JUnit 5 Integration
Dokimos works with JUnit 5's parameterized tests so you can test LLM applications the same way you test regular code - with fast-failing tests that catch regressions.
Why Use JUnit 5 Integration?
Fast feedback during development - Tests fail immediately when an output doesn't meet your criteria. You don't have to wait for a full evaluation run to finish.
CI/CD quality gates - Fail your build if critical test cases don't pass, just like you would with regular unit tests.
Familiar tooling - Use the JUnit tools you already know: test runners, IDE integration, and reporting.
When to use JUnit tests:
- Testing critical examples that should never break
- Quick validation during development
- CI/CD pipelines where you want to fail fast
- Test-driven development of LLM features
When to use experiments instead:
- Analyzing performance across large datasets
- Comparing different models or configurations
- Generating detailed reports with metrics
- Exploratory evaluation of new features
See Experiments vs JUnit Testing for more details.
Setup
Add the JUnit 5 integration dependency:
<dependency>
<groupId>dev.dokimos</groupId>
<artifactId>dokimos-junit5</artifactId>
<version>${dokimos.version}</version>
<scope>test</scope>
</dependency>
Basic Usage
Using @DatasetSource
Load datasets with the @DatasetSource annotation:
import dev.dokimos.junit5.DatasetSource;
import dev.dokimos.core.*;
import org.junit.jupiter.params.ParameterizedTest;
@ParameterizedTest
@DatasetSource("classpath:datasets/support-qa.json")
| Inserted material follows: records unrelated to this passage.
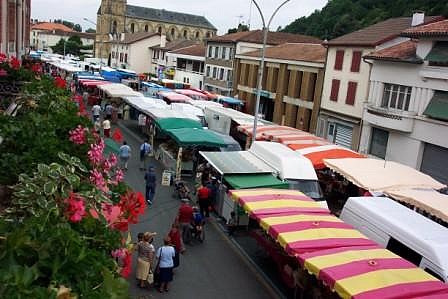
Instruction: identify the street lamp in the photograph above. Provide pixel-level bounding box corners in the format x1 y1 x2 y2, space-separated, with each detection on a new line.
248 0 290 143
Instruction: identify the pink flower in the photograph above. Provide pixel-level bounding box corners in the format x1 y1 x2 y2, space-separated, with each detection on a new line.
64 192 86 222
90 169 109 192
87 139 104 165
69 126 88 144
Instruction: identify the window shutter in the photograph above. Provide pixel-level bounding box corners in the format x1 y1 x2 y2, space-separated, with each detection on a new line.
334 50 344 71
350 51 362 73
330 79 341 102
345 82 358 105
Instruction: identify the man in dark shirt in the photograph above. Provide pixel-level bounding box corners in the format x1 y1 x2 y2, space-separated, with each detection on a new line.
145 166 157 205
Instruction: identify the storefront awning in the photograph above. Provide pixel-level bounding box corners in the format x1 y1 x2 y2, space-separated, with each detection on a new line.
224 174 289 189
200 151 275 175
423 91 448 121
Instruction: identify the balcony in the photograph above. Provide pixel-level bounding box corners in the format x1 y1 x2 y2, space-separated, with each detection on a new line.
364 105 416 133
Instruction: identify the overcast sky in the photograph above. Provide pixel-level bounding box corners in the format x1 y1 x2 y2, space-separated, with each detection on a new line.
31 0 327 34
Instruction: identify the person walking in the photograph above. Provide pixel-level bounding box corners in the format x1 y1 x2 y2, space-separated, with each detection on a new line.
140 139 152 170
135 232 157 288
197 184 210 217
119 141 131 170
177 198 193 244
145 166 157 205
92 104 101 121
156 237 176 293
103 118 110 138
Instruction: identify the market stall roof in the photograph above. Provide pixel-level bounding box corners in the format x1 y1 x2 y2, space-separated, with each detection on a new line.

void shouldAnswerSupportQuestions(Example example) {
// Generate answer from your LLM
String answer = supportBot.generate(example.input());
// Create test case
EvalTestCase testCase = example.toTestCase(answer);
// Assert evaluators pass (fails test if they don't)
Assertions.assertEval(testCase, evaluators);
}
JUnit runs this test once for each example in the dataset. If any evaluator doesn't pass its threshold, the test fails.
Loading Datasets
From classpath (like src/test/resources):
@DatasetSource("classpath:datasets/support-qa.json")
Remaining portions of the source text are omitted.